Turning to the novelist Mohsen Al-Ramli, he stressed that “the subject of this symposium is important and needs long discussions,” noting that “the subject is really important and large and is related to many fields, not only in the Arab world, but in the whole world, in fact the novel today is really the Diwan of the Arabs, but it is the Diwan of the world, the novel is originally an art that monitors human transformation in a shifting situation, and for this the characters within the novel end up not what they started with.”
He stressed that “the Arab novel in general and the Iraqi novel in particular monitored well the transformations it addressed, but did not address all the transformations because these Arab social and political transformations that took place are many, large and accelerated, and the rhythm of time differs in the sense that what was happening in ten years previously is now happening in a year or less.”
He explained that “the creator and the novel are sensitive cells monitoring society, and for this we need in general to follow up critical cultural study and extract from the works of fiction the nature of transformations so as to provide a clear vision for all, this is what happened, for example, in France, as mentioned by Professor Ali Badr, in Spain at the end of the nineteenth century there was a separation between the official discourse that depicts Spain as an empire and the street that suffers and the intellectuals united and produced a generation that founded the Spanish identity, and was a group of poets Critics and novelists have extracted from fiction the characteristics of the Spanish character because nations like people must stop from time to time and ask who I am?, who is the Iraqi? And who is an Arab? What exactly is its definition?”

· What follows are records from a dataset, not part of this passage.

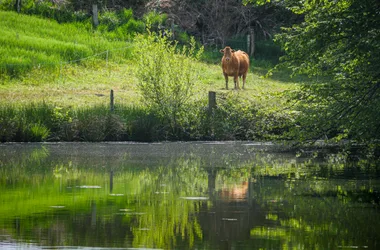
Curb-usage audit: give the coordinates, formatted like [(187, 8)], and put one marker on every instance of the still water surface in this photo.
[(232, 195)]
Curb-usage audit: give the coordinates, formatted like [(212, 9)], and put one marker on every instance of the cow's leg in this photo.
[(226, 78), (236, 81)]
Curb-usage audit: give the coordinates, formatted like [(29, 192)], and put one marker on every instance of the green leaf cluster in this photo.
[(338, 46), (167, 74)]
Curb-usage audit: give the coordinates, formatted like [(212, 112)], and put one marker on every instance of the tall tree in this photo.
[(338, 44)]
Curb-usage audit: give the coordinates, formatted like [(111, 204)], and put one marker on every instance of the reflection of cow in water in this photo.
[(236, 192)]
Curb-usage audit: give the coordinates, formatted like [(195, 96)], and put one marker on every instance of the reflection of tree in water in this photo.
[(255, 199)]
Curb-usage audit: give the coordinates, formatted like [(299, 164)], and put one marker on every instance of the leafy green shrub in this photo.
[(166, 76), (38, 132)]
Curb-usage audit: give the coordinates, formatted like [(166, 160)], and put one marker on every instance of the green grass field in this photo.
[(74, 67)]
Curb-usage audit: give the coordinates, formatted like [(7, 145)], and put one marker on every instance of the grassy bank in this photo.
[(70, 100)]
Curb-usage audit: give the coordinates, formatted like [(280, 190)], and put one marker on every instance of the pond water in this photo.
[(232, 195)]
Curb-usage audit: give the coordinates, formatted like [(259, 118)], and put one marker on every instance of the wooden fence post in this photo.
[(18, 6), (211, 100), (95, 19), (112, 106), (111, 181)]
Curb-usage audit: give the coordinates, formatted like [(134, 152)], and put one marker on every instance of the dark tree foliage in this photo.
[(338, 45)]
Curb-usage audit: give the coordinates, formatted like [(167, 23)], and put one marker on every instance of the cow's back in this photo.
[(243, 61)]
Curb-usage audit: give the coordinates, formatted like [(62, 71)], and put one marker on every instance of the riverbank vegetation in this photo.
[(58, 70)]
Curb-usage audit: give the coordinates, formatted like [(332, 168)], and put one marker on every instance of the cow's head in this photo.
[(227, 51)]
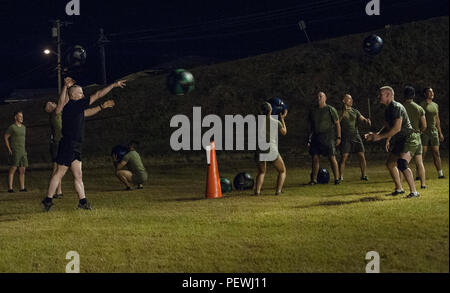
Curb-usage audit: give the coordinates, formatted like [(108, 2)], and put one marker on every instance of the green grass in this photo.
[(169, 227)]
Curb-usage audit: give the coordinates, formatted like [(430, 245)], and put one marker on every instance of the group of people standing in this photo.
[(410, 129), (67, 123)]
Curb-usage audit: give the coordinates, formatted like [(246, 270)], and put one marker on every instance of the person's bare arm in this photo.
[(338, 132), (103, 92), (388, 134), (343, 114), (364, 119), (94, 110), (7, 135), (438, 126), (283, 129)]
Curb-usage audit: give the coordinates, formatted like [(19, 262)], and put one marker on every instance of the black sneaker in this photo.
[(85, 206), (47, 204), (412, 194), (396, 192)]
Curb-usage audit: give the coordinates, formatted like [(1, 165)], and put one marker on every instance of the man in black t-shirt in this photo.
[(69, 150)]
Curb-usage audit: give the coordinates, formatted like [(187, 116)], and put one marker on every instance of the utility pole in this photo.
[(56, 33), (102, 40), (302, 26), (58, 52)]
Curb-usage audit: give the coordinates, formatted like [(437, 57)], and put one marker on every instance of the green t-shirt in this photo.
[(17, 139), (322, 120), (415, 112), (134, 162), (395, 111), (56, 126), (431, 111), (349, 120)]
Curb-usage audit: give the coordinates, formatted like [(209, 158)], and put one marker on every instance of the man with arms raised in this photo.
[(55, 116), (69, 149)]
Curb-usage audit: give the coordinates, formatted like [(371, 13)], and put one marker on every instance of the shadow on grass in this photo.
[(339, 202)]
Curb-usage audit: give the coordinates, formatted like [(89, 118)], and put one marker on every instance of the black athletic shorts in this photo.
[(352, 144), (68, 151), (323, 144), (54, 150)]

The novelist Duna Ghaly somewhat disagreed with what the other two guests put forward, saying, “I find the reality of the Arab world ambiguous in one way or another, the absence of freedom and contempt for man and his exile are still shockingly and directly, the state of political instability, which in turn works to disturb the social situation is still the dominant characteristic of our societies, certainly the novel occupies a place as a creative genre today among other literary genres, and the map also expanded after rapid political and social events and transformations and included the products of minorities and marginalized groups that did not have Voice before and awareness of what surrounds the individual as he lives under these systems and is the material of these creative works in all its forms,” stressing “that what puts us in real embarrassment is that we emerge like abnormal beings that have not captured the essence of what is going on yet, have not been able to devise solutions to save humanity, perhaps this is how man thinks, in my opinion the novel does not bear the responsibility of the world, philosophy, psychoanalysis or poetry, the novel is primarily a work of art and cannot to leave her place.”